Civil unions have been allowed for same-sex couples in Sweden since 1995, but gay marriage was not legalized until 2009 by a majority of the vote in the parliament.
In 2010, Argentina claimed the title of being the first country to legalize gay marriage in Latin America even though the law faced some backlash from the Protestant and Catholic Churches of the country.
In the year 2010, Iceland passed the law to allow gay couples to get married and adopt children after which the Prime Minister herself, Johanna Sigurdardottir, married her partner.
Portugal became the world’s eighth country to pass a law that legalized the marriage of same-sex couples even though they do not have the right to adopt.
Gay couples have had the right to register for partnerships and adopt children since 2010 in Denmark but the law legalizing their marriage passed in 2012.
Brazil passed a law that gave same-sex couples to marry in 2013 even though the Council has been appealed to rethink the decision.
France passed the law legalizing gay marriage in 2013 but the recent campaign to give them the rights to adopt has met with serious opposition.
In August of 2013, the law allowing same-sex couples to not only get married but adopt children came into effect making New Zealand the first Asian Pacific country to do so.
England & Wales
The law allowing gay and lesbian couples to marry passed in 2013 but it only affects the citizens of England and Wales.
Uruguay is the second Latin American country to legalize same-sex marriage after passing the law in 2013. They have had the rights to adopt since 2009.

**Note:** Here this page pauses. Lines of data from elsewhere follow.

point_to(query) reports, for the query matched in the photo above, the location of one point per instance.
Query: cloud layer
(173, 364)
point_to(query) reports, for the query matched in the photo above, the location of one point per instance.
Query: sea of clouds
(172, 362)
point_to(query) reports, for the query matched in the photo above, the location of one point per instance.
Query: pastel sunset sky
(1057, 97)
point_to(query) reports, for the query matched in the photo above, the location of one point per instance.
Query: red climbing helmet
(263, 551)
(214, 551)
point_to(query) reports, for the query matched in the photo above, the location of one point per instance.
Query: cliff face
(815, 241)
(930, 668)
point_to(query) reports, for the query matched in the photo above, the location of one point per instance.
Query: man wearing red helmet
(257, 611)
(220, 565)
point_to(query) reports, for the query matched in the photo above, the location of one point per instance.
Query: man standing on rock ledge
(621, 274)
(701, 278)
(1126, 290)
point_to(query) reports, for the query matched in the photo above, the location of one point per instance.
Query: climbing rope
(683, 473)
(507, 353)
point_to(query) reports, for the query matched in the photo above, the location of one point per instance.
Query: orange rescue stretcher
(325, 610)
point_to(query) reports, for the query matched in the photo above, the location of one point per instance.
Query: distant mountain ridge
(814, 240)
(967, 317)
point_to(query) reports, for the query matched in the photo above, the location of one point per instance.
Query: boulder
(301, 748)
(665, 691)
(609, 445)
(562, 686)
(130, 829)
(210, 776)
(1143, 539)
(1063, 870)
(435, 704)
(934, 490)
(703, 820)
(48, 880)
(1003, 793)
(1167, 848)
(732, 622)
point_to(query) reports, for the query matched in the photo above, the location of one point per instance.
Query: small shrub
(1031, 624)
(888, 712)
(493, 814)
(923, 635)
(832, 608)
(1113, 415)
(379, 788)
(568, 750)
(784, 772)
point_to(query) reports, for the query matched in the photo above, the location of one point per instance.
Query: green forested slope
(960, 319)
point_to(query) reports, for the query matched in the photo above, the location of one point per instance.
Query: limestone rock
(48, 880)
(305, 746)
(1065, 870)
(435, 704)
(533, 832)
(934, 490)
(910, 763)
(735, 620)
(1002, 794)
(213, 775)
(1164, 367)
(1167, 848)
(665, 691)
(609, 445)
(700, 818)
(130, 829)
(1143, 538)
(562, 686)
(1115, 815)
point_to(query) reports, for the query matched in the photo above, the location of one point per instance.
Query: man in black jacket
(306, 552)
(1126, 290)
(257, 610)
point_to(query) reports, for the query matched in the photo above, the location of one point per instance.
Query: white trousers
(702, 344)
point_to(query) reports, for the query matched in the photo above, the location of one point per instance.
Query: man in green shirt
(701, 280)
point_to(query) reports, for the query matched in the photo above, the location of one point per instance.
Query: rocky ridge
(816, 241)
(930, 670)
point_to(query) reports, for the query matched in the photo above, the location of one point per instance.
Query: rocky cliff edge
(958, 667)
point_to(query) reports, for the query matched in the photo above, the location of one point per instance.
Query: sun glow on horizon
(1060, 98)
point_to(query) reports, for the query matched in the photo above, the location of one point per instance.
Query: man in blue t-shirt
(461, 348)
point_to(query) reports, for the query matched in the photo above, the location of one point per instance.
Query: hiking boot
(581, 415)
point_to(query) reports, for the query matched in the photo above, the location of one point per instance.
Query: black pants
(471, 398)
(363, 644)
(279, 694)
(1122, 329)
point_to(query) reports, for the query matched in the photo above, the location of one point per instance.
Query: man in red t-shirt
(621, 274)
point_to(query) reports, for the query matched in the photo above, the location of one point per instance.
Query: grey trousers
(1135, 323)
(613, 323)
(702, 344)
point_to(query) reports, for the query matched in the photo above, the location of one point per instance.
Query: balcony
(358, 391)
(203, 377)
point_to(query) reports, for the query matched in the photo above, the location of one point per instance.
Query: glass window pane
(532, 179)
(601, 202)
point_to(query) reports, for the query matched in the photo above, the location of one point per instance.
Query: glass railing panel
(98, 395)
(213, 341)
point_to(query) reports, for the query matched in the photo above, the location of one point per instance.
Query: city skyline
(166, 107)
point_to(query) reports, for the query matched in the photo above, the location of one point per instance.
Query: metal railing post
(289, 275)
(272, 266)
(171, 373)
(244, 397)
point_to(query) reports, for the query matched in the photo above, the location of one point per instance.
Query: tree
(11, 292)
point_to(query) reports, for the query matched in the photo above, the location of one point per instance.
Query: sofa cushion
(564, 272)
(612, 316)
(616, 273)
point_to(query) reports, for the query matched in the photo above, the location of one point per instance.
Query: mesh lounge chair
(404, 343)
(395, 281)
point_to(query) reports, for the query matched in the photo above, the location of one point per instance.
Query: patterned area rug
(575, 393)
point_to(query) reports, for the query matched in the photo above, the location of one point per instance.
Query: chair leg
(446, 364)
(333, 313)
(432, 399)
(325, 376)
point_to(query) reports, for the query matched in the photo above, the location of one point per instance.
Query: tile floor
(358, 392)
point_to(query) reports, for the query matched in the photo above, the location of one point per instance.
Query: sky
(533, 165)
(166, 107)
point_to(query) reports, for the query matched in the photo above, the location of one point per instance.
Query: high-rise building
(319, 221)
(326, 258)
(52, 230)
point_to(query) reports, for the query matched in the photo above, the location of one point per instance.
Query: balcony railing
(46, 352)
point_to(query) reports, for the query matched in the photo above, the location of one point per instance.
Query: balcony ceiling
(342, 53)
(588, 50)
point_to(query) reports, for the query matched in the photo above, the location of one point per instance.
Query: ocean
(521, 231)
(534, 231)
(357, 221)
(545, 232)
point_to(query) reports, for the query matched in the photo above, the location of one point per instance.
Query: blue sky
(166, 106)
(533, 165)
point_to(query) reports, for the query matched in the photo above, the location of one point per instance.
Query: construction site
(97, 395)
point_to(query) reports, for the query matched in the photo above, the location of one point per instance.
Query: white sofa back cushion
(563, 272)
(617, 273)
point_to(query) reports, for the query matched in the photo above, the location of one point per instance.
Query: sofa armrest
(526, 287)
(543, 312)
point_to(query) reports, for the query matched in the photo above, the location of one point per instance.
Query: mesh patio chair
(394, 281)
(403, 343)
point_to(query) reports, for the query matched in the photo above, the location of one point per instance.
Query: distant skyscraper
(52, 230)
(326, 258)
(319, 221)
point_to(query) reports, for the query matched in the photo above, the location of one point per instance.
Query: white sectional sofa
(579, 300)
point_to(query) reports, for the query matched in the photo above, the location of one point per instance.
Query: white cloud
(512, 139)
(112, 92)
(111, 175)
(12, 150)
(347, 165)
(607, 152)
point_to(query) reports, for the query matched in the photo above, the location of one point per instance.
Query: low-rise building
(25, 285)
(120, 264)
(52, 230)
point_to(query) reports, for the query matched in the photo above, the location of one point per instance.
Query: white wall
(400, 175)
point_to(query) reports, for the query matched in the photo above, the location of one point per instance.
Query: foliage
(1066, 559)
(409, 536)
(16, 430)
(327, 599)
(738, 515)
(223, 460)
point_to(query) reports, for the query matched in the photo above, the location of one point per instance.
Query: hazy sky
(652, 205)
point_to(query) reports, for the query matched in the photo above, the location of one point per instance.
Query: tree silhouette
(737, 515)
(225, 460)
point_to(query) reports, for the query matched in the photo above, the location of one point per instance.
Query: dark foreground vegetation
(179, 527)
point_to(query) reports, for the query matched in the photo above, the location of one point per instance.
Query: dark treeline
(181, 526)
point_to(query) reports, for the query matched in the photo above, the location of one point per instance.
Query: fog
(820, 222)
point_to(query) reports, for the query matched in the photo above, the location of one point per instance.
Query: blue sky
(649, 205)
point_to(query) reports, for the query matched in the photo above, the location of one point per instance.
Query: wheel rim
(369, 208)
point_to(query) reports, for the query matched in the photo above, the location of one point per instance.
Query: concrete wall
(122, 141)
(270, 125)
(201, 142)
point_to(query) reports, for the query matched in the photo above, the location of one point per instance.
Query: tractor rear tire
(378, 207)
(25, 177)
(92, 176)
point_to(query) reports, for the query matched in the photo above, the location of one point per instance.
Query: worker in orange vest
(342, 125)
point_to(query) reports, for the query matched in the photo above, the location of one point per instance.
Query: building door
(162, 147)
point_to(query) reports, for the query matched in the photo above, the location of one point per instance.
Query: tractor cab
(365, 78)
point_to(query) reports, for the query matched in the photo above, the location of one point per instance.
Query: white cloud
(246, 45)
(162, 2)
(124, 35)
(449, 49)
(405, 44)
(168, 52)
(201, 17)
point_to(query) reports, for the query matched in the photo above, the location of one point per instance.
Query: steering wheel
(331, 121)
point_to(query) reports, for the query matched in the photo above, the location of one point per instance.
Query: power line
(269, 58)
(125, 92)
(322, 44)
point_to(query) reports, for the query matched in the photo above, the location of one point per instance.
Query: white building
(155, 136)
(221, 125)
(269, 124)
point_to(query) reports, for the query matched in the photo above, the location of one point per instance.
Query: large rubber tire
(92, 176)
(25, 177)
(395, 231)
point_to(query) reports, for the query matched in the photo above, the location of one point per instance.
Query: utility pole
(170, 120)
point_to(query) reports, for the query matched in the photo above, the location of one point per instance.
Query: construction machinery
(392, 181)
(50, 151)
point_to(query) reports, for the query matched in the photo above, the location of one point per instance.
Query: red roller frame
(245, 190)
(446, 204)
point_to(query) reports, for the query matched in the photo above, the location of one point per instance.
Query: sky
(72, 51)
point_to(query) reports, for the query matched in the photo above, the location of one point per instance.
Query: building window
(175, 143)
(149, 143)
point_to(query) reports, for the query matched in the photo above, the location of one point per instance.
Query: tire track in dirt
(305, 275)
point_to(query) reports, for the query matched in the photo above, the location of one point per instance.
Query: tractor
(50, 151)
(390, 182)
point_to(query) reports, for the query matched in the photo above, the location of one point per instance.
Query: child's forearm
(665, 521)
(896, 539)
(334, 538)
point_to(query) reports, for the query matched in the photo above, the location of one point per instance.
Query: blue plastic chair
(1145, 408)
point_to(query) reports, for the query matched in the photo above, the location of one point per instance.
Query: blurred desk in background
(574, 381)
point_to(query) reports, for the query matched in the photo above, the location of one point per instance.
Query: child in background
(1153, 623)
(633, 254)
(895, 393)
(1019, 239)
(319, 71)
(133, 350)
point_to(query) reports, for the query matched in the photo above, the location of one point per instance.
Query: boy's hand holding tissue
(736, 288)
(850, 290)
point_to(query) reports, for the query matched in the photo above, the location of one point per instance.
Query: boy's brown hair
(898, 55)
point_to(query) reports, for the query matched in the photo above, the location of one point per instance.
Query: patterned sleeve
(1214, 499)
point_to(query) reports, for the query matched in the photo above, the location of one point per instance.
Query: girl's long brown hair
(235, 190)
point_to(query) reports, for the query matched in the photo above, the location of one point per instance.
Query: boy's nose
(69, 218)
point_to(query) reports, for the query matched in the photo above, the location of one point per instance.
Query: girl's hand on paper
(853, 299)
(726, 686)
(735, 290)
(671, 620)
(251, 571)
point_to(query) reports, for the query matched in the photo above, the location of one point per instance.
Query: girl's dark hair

Scotland took a vote, and the majority of the Parliament was in support of legalizing gay marriage. The law passed in 2014 but does give religious groups the right to decide whether they want to perform such marriages or not.
Luxembourg legalized gay marriage in 2014 and allowed gay couples to adopt children majorly due to the Prime Minister himself who identifies as homosexual.
Finland is the last Nordic country that legalized same-sex marriage in the year 2015, but it will go into effect in 2017.
In 2015, Ireland arranged a referendum which was won by popular vote allowing same-sex couples to marry becoming the first country to do so.
The homosexual community got the right to marry in Greenland in May of 2015 as the country was not subject to Denmark’s law that passed in 2012.
Even though Massachusetts was the first state to legalize gay marriage in the United States, the law passed nationwide in 2015 allowing gay couples to marry.
The list of gay marriage countries added Colombia to it in the year 2016 after the law passed legalizing gay marriages nationwide.
In 2017, Germany became number 15 on the list of European countries that passed legislation allowing for gay and lesbian couples to get married legally.
The Mediterranean island of Malta passed the law that allowed legal rights to gay and lesbian couples to get married in the country after a unanimous vote from the Parliament even though the Catholic Church immediately opposed the idea. The law passed in July of the year 2017.
In conclusion, there are about 25 countries that have passed laws allowing same-sex marriages to occur in their nations but some of them still face a substantial amount of backlash. Many countries allowed religious groups to decide on their own whether they want to allow the marriages to happen in their community or not. There are many countries left in the world that still heavily oppose the idea of homosexual couples getting the right to marry. Many countries are in the midst of changing and fighting such laws by launching campaigns to allow gay couples the rights to marry just like any other heterosexual couple. Many religious groups are also managing their protests and campaigns against the idea. It is safe to say that the world is, and will probably remain, divided on the topic for quite some time.